The Help (2011)
Starring Emma Stone, Viola Davis, Bryce Dallas Howard, Octavia Spencer, Jessica Chastain, Allison Janney, Cecily Tyson, Mary Steenburgen, and Sissy Spacek
Directed by Tate Taylor
Twenty-three year old Skeeter Phelan (Emma Stone) is an aspiring author who, in an attempt to win over a well-to-do big city publisher (Mary Steenburgen), decides to write a book filled with the musings and daily routines of the African American maids in her town in Mississippi. Naturally, because of racial tensions a half century ago, Skeeter has to keep her meetings with Aibileen Clark (Viola Davis) -- a maid and nanny to her employers with a strong, yet seemingly silent personality -- and Minny Jackson (Octavia Spencer) -- a sassy gal who after being fired by the uppity Hilly Holbrook (Bryce Dallas Howard) finds herself working for the eccentric Celia Foote (Jessica Chastain) -- a secret. Yes, I've thrown out a lot of names there, but the crux of the story remains the same -- we're looking at race relations between whites and blacks in 1960s Mississippi and for most those relationships still weren't ideal.
This is territory we've seen explored before in movies and it's not that The Help does anything particularly unique. It uses stock characters (Bryce Dallas Howard's bitchy Hilly is particularly one-note despite attempts to add depth thanks to an enjoyable performance by Howard), a grooving 60s soundtrack, and feels like something right out of the Steel Magnolias or Fried Green Tomatoes early '90s era in looks and tone.

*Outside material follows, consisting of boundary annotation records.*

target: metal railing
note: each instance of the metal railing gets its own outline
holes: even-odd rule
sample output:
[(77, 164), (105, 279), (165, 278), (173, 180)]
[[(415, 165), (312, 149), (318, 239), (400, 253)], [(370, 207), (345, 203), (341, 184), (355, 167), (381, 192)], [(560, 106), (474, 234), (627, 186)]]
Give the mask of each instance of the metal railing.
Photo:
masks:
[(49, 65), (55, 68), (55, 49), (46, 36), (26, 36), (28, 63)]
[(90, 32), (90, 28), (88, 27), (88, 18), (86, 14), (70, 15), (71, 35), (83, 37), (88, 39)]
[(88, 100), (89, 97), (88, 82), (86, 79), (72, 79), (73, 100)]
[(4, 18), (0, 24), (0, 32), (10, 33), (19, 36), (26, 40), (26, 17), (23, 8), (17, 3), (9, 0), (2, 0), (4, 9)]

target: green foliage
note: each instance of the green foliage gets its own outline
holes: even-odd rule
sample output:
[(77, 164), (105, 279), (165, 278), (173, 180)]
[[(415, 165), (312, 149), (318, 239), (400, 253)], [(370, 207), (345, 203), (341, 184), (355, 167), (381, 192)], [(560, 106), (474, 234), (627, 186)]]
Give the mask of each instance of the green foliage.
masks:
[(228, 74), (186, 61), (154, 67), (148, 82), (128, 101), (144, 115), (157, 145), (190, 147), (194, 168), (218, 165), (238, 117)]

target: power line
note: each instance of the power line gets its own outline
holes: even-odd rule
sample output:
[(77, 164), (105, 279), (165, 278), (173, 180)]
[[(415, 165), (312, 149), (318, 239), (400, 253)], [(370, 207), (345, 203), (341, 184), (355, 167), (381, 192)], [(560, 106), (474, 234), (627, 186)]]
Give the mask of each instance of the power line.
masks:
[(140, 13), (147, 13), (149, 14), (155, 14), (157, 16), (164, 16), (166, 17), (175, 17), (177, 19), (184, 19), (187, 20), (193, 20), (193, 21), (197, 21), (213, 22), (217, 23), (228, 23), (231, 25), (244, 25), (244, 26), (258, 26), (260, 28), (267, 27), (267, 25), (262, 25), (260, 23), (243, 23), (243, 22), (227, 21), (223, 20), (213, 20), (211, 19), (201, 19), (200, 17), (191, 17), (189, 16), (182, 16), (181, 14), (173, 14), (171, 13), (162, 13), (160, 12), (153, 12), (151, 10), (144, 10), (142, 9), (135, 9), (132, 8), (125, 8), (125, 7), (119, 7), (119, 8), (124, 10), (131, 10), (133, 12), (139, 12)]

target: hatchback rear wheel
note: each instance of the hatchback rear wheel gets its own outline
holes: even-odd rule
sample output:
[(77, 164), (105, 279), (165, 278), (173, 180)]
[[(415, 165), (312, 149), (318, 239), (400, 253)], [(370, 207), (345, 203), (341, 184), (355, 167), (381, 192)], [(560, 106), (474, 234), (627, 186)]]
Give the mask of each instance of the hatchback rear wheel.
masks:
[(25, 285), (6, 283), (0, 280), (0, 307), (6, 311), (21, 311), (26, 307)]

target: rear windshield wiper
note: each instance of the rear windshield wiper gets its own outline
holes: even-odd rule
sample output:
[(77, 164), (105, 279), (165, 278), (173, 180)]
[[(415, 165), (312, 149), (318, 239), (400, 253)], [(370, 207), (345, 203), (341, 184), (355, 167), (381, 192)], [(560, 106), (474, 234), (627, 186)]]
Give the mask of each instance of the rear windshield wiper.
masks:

However, the film succeeds thanks to a cast devoid of one bad egg. Even when the story falters -- let's just leave the attempts at Skeeter trying to find love on the cutting room floor in the director's cut, shall we? -- the ladies simply compel you to keep your eyes fixated on the screen. Emma Stone is charming in what is one of the lesser developed characters in the script. Jessica Chastain (Hollywood's It Girl in 2011) was a hoot as Celia, getting opportunities to showcase her comedic and dramatic talents. The movie kicked into high gear once Chastain's character was introduced and she lit up the screen whenever she appeared. Similarly, Octavia Spencer provides some light moments, too, and once Chastain's Celia comes in to the picture, the character of Minnie is given a much greater depth than the rather one-notedness she had the beginning of the film.
Still, when one remembers The Help, their mind will immediately shift to Viola Davis who gives a moving, quiet, and powerful performance. There's a fierceness in her eyes throughout much of the film -- a pain and anguish that she doesn't really express vocally, but is intensely felt nonetheless. This type of understated performance is the opposite of showy, but demonstrates why Davis is worthy of all the Oscar buzz she's been receiving.
I really don't have a whole lot bad to say about The Help which I must admit surprises me. Even if the film was a bit flawed here and there, it's still overwhelmingly enjoyable to watch. Sure, writer-director Tate Taylor doesn't take too many risks, but he culls some amazing performances from a talented group of ladies.